朝から盛大に鼻血を噴射してしまった俺に、青年はいっきに覚醒し急いで部屋の角の棚においてあったティッシュを用意してくれた。
その後、だらだらと流れる鼻血を拭いてくれたり声をかけたりしてくれたが、その身体の近さに第二次鼻血が近付いたので部屋の角に避難していただいた。



「アンタ…ほんと大丈夫か?」

「大丈夫でござる……申し訳ない、」



処理をしながら横目でチラリと青年を見る。今直視すると今度こそ第二次がきそうだったからだ。

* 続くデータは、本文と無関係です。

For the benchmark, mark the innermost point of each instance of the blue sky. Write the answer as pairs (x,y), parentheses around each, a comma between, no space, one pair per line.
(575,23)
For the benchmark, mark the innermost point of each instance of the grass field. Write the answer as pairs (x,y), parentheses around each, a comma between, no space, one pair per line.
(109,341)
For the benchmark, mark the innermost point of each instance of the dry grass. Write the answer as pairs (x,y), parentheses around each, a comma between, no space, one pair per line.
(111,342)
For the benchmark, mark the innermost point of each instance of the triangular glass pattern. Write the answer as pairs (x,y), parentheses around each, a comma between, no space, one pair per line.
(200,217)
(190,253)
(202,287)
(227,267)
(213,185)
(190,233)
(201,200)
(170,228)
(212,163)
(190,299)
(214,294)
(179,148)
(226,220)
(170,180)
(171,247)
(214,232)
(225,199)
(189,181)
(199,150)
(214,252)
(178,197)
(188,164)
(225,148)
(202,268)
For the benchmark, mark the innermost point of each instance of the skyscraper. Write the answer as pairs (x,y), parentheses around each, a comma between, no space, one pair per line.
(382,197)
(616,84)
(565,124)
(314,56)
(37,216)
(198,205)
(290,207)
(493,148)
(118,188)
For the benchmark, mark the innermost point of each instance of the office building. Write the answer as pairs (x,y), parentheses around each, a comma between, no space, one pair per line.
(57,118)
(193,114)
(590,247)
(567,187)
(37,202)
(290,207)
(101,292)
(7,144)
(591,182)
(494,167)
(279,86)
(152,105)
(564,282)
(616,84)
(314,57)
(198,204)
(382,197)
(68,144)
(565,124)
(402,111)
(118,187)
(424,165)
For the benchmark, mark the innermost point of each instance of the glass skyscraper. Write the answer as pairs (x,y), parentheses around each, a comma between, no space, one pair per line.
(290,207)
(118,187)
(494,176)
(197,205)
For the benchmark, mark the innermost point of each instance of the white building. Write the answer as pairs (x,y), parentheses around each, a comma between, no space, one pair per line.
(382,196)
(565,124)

鷲色の少し外にはねた髪に雪のように白い肌、切れ長の左目は長い睫毛で縁取られていて、右目は白の眼帯で覆われている。唇はふにふに柔らかそうで、スッキリした顎のライン。
大きめの赤いパーカーの裾や袖、フードには白いもこもこがついている。
パーカーの下にはグレーのタートルネックのようなものを着ているようだが、下にズボンのようなものは見えずに、生足にグレーのタイツをはいているようだ。
長めのパーカーから伸びる白い太股にピッチリとしたタイツが食い込んで、素敵すぎる絶対領域が出来上がっている。
総合的なことを一言で言うと、美しすぎる。



「むはっ!」

「ッ、おい、」



第二次、きちゃいました。
仮にも今の俺の鼻血の対象は男子だ。いくら美しいといっても男だ。たぶん自分よりも年上の。
今まで男子相手に鼻血をだしたことはなかった。高校生になり男子校というむさ苦しい環境下になってからは部活等で怪我をすることはあれど、流血とは無縁だったのだ。
それなのに、俺は今、サンタのコスプレをした不法家宅侵入の青年に色香を感じている。



「…なァ、」



ようやく鼻血が止まりかけたところに青年の声がかかる。声まで美しいとは何事だ。



「っはい、何でござろう?」



慌ててそちらを向く俺に対し、少し俯きながら上目でこちらの様子を伺う。
何か言うのを戸惑っているようにも見えたので首を傾げて笑ってみたら、おずおずと口を開いた。



「そっち……行ってもいい?」



いいともー!!と、あまりの可愛さにお昼の定番番組の観客ばりに声をはって両手を広げてやりたくなった。



「あああもももちろんでござる!ささっ、どうぞ!」



もちろんそんなことはせずに、正座をし姿勢をただしぐちゃぐちゃになった毛布を下に落し場所をとる。すると一瞬戸惑ったものの、ベッドに乗り上げ俺のまえに正座をした。



「……?」

「…………。」



しかしどうだろう。
正座をすることによっておりたたまれた足に、タイツが深くくいこんで、それはもうむちむちで、しかもパーカーの裾が少しまくれてけっこう際どいところまで見えてしまっている。
白くて、むちむちで、なんというかとても、おいしそう、だ。



「ぬぅっ!?」

「うああまたかよ!」



本日三度目の噴射。
嗚呼親愛なるお館様へ、某、出血多量で死ぬかもしれません。